CS-TV 1 NRMSE: 0.2878061081322516

# Run for more iterations
est_TV = grad_desc(est_TV, grad, step, 2*max_iter, tol)
nrmse(est_TV, x, 'CS-TV 2')
plt_image(est_TV, x, N_x, f'CS-TV estimate, {2 * max_iter} iters')

CS-TV 2 NRMSE: 0.15548629701792

# Run for even more iterations
est_TV = grad_desc(est_TV, grad, step, 3*max_iter, tol)
nrmse(est_TV, x, 'CS-TV 3')
plt_image(est_TV, x, N_x, f'CS-TV estimate, {3 * max_iter} iters')

CS-TV 3 NRMSE: 0.12078289690537965

# Run for even more iterations
est_TV = grad_desc(est_TV, grad, step, 5*max_iter, tol)
nrmse(est_TV, x, 'CS-TV 4')
plt_image(est_TV, x, N_x, f'CS-TV estimate, {5 * max_iter} iters')

CS-TV 4 NRMSE: 0.10434487283818164

We performed an iterative, non-Cartesian image reconstruction by optimising both L2-regularized and compressed sensing (L1) problems, and we did so without relying on any external dependencies. One of the goals of this tutorial was to demystify some of the steps involved in non-Cartesian MR image reconstruction and iterative, non-linear reconstruction algorithms, by explicitly defining everything in plain Python.

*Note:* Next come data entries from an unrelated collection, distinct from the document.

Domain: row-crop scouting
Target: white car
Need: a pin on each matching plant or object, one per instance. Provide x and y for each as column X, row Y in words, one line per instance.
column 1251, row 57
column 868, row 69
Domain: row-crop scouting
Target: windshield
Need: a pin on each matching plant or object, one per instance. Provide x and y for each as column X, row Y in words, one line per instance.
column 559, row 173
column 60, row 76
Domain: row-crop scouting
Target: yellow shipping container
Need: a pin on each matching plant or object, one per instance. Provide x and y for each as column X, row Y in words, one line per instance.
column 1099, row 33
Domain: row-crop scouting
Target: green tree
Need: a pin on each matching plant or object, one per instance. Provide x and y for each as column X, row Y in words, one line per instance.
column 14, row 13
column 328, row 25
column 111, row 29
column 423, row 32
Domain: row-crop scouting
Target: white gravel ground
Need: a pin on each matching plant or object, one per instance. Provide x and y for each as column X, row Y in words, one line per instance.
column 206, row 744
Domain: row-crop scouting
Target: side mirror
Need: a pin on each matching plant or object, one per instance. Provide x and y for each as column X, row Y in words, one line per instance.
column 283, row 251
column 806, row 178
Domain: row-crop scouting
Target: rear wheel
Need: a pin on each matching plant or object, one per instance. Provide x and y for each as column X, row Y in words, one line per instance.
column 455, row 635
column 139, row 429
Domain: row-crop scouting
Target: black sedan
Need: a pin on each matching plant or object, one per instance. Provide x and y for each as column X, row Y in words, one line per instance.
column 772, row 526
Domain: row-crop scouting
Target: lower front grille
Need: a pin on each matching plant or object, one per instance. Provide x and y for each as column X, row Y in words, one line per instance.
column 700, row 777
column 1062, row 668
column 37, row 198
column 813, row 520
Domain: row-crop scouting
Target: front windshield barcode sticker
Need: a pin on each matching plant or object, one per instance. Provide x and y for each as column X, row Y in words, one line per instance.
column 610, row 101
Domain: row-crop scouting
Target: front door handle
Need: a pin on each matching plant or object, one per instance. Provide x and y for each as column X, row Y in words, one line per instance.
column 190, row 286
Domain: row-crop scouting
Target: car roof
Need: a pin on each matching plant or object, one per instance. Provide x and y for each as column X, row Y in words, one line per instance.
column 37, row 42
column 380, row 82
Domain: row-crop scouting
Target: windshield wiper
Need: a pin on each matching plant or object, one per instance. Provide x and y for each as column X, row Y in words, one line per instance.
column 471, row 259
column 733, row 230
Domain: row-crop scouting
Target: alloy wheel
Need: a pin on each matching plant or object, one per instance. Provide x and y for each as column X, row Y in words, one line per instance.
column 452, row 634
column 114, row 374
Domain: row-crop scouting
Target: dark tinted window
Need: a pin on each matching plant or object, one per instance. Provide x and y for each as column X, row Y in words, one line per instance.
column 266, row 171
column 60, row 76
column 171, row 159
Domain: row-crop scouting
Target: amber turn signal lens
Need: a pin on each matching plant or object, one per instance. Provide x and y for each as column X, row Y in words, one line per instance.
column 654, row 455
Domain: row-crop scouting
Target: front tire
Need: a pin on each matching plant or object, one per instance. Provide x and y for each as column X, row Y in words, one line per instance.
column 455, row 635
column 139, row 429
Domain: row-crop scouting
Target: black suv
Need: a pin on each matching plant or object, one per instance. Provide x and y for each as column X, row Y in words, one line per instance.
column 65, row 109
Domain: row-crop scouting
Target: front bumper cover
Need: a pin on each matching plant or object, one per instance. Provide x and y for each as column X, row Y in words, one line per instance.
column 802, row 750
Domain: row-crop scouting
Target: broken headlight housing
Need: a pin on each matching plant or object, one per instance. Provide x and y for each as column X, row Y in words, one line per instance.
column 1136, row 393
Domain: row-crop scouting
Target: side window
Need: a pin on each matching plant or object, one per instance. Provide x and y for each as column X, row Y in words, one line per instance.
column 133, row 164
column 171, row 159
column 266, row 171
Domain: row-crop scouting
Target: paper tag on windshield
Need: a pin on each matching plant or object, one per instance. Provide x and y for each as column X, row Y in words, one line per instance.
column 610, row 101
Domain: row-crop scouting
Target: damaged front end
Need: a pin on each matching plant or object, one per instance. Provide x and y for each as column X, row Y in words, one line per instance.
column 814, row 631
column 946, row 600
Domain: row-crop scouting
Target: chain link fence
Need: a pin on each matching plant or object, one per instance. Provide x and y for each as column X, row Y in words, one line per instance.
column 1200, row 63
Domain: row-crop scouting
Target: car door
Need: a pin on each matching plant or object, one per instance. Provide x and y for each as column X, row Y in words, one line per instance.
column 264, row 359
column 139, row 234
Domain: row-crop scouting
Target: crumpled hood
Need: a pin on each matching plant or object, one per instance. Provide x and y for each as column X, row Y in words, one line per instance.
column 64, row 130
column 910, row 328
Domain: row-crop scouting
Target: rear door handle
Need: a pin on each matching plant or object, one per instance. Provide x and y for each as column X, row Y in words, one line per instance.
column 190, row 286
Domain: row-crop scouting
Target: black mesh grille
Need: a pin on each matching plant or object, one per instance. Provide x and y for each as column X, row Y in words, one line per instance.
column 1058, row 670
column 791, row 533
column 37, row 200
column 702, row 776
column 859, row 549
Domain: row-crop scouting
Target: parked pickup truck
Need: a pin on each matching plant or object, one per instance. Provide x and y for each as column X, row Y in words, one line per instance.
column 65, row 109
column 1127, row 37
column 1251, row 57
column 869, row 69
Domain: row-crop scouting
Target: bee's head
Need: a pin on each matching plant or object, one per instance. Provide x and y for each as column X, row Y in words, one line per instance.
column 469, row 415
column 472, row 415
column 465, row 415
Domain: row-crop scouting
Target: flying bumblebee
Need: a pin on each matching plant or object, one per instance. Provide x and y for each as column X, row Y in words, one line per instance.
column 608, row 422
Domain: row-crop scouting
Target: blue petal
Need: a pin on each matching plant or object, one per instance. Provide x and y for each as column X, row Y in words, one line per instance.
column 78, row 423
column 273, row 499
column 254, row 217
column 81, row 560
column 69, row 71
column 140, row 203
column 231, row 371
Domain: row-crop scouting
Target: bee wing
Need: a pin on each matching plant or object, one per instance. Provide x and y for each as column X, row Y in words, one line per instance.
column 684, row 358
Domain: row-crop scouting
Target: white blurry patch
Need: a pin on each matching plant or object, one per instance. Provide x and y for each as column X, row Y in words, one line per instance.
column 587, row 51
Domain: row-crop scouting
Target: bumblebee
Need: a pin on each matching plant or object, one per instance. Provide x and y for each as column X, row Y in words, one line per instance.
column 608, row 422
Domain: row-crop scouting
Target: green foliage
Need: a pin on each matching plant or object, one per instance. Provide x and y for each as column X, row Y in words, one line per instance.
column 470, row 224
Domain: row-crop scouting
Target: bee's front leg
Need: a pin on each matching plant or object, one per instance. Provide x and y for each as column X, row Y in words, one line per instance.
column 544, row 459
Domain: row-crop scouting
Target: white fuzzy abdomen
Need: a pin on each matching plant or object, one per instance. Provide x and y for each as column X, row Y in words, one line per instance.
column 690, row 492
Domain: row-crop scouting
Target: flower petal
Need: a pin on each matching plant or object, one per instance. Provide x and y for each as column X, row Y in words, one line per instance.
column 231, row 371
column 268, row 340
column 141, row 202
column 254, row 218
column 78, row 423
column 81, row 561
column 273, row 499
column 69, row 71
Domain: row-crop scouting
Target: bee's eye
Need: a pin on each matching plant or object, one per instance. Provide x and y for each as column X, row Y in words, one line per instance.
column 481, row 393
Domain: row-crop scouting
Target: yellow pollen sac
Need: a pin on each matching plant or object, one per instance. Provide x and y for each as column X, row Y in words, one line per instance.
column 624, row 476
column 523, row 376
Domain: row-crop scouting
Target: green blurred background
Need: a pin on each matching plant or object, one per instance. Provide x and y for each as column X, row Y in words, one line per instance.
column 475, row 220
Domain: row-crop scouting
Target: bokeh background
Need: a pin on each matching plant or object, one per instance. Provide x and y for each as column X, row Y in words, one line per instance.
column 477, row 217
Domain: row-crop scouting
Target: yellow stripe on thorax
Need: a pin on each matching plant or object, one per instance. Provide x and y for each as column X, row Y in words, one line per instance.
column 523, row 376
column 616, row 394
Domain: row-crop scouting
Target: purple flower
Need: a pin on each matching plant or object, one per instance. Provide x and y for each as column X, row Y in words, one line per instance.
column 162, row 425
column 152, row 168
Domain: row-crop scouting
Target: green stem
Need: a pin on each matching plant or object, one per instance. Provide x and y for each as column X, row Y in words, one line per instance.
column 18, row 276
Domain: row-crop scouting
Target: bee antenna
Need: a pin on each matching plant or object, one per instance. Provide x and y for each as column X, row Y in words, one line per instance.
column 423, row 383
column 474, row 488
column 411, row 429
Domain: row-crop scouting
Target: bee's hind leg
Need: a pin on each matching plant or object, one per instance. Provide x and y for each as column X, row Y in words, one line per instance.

There are many ways in which the procedures above can be sped up or further optimized. For example, if using Fessler's NUFFT, the computation y=F*x can be replaced by the function call y=nufft(x,...), and similarly, x=F'*y can be replaced by x=nufft_adj(y,...). Faster convergence can also be found using conjugate gradient or quasi-newton methods (if the gradient is well defined), or by using one of many fast algorithms that can solve L1-regularized problems.